Compared to the general population, young adults with Autism Spectrum Disorder (ASD) face significant medical conditions including increased rates of major psychiatric disorders, immune conditions, hypertension, diabetes, and obesity. Although physical activity (PA) is known to prevent many medical conditions in the general population including cardiovascular disease, type 2 diabetes, metabolic syndrome and some cancers (PAGAC, 2008), many people without disabilities do not meet the minimum PA guidelines for disease prevention, including physical activity objectives outlined in Healthy People 2020. Noting this trend in the general population, a greater proportion of individuals with disabilities, including those with ASD, do not meet these guidelines and typically do not exercise enough to obtain health benefits. Many factors contribute to exercise deficiency among those with ASD including disordered sleep, psychopharmacological medicine, atypical eating patterns, metabolic abnormalities, social anxiety, environmental barriers, and other disabling characteristics associated with ASD. In addition, delays in acquiring proficiency in motor skills and poor physical fitness appear to be associated with physical inactivity of adolescents with ASD. However, when measuring physical activity among this population, ASD symptomology may add extraneous variance resulting in decreased reliability and validity of collected activity data.

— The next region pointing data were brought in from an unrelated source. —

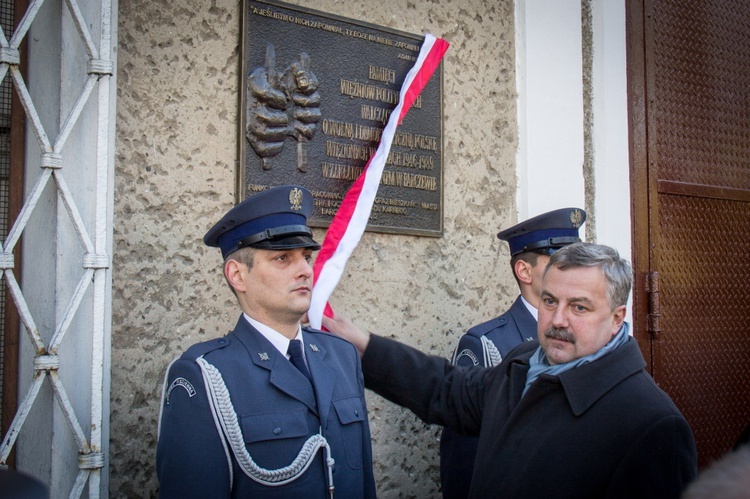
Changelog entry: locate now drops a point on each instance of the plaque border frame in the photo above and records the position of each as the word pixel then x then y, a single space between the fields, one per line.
pixel 240 178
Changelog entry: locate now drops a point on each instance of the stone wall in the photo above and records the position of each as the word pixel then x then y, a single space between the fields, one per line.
pixel 177 129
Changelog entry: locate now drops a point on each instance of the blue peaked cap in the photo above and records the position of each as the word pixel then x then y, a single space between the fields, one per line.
pixel 272 219
pixel 545 233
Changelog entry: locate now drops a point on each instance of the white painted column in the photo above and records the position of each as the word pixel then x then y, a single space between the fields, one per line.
pixel 550 105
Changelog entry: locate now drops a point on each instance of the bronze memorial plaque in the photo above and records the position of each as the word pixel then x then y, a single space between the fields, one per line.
pixel 317 91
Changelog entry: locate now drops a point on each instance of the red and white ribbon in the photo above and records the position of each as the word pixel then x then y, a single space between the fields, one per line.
pixel 349 223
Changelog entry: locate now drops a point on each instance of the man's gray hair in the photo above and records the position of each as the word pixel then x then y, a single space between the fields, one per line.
pixel 617 271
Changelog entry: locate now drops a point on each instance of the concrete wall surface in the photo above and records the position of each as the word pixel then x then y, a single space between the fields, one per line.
pixel 176 159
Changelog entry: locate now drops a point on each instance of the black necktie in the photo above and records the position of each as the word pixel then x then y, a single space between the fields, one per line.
pixel 295 352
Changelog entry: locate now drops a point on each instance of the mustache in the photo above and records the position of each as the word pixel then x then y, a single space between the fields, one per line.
pixel 560 334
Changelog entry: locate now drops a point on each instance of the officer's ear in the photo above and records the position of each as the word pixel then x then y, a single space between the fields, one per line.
pixel 522 269
pixel 235 272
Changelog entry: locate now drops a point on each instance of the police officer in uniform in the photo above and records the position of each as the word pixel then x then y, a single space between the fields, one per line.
pixel 272 409
pixel 531 243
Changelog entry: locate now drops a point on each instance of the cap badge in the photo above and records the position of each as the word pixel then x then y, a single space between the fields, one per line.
pixel 576 218
pixel 295 199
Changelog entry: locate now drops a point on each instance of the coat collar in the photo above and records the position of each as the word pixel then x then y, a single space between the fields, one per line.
pixel 283 375
pixel 585 384
pixel 525 322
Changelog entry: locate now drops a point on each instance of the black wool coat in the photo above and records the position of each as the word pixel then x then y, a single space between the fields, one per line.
pixel 603 429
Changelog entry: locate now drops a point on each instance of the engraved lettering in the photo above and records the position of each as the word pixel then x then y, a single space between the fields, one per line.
pixel 349 151
pixel 351 131
pixel 369 92
pixel 409 180
pixel 382 74
pixel 341 172
pixel 373 113
pixel 412 160
pixel 416 141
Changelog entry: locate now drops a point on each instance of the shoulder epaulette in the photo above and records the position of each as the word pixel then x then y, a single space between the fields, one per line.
pixel 481 329
pixel 204 347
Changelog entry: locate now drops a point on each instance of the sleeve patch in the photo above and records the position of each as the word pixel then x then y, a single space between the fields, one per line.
pixel 183 383
pixel 467 353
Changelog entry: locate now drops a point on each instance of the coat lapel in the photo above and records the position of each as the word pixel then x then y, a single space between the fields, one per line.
pixel 525 322
pixel 282 374
pixel 324 377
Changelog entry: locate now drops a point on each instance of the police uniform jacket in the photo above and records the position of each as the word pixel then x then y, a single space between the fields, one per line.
pixel 276 409
pixel 457 452
pixel 603 429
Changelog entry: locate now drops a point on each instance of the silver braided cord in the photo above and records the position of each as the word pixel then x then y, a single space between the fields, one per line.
pixel 221 405
pixel 492 355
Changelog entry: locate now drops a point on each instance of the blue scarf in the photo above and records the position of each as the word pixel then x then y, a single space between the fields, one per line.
pixel 538 363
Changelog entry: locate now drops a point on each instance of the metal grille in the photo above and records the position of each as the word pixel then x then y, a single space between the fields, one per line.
pixel 701 62
pixel 91 224
pixel 6 88
pixel 699 151
pixel 702 358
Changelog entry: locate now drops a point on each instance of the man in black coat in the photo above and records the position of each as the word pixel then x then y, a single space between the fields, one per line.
pixel 531 243
pixel 574 415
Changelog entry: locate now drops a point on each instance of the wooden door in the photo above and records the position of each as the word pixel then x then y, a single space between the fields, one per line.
pixel 689 104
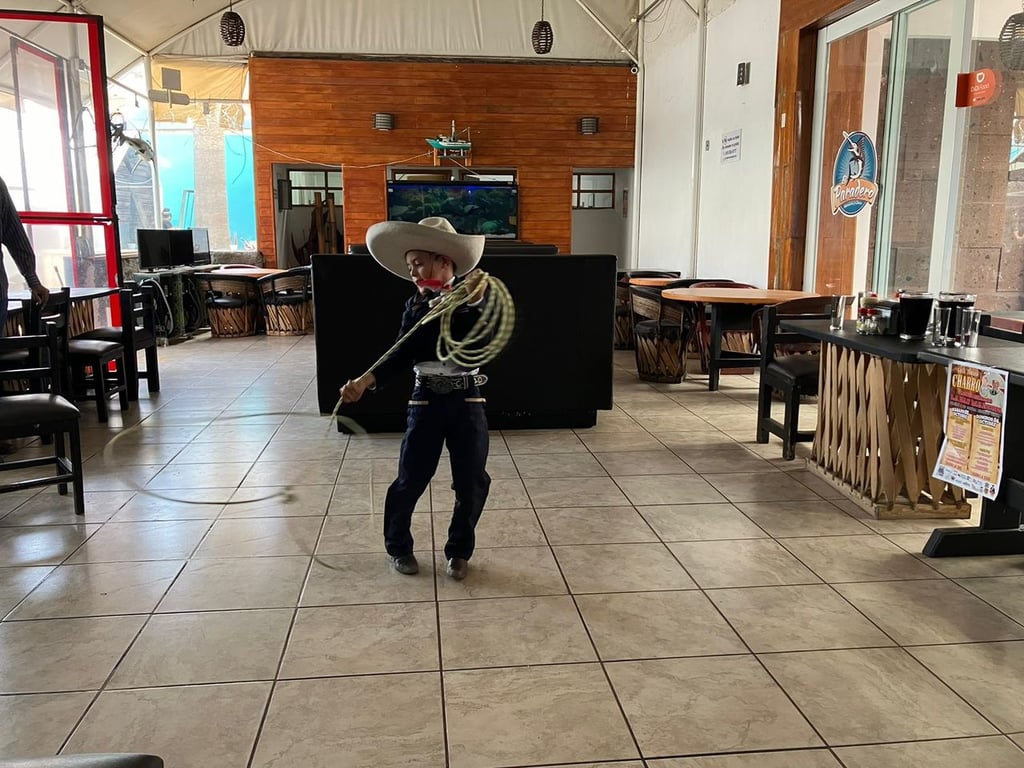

For example, stemming is a common behavior among individuals on the autism spectrum. Wrist-worn fitness monitors such as Actigraph accelerometers, Fitbit, or Garmin devices have yet to differentiate, account for, and control for stemming behaviors. Tactile sensory sensitivity is another common ASD symptom. Individuals with increased sensitivity to touch may refuse to consistently wear a device throughout a research study, such as an accelerometer, on their body due to the device’s increased stimulation. In order to enhance the validity of collected activity data, it is necessary to evolve evidence-based best measurement practices when assessing physical activity research data among young adult study participants with ASD.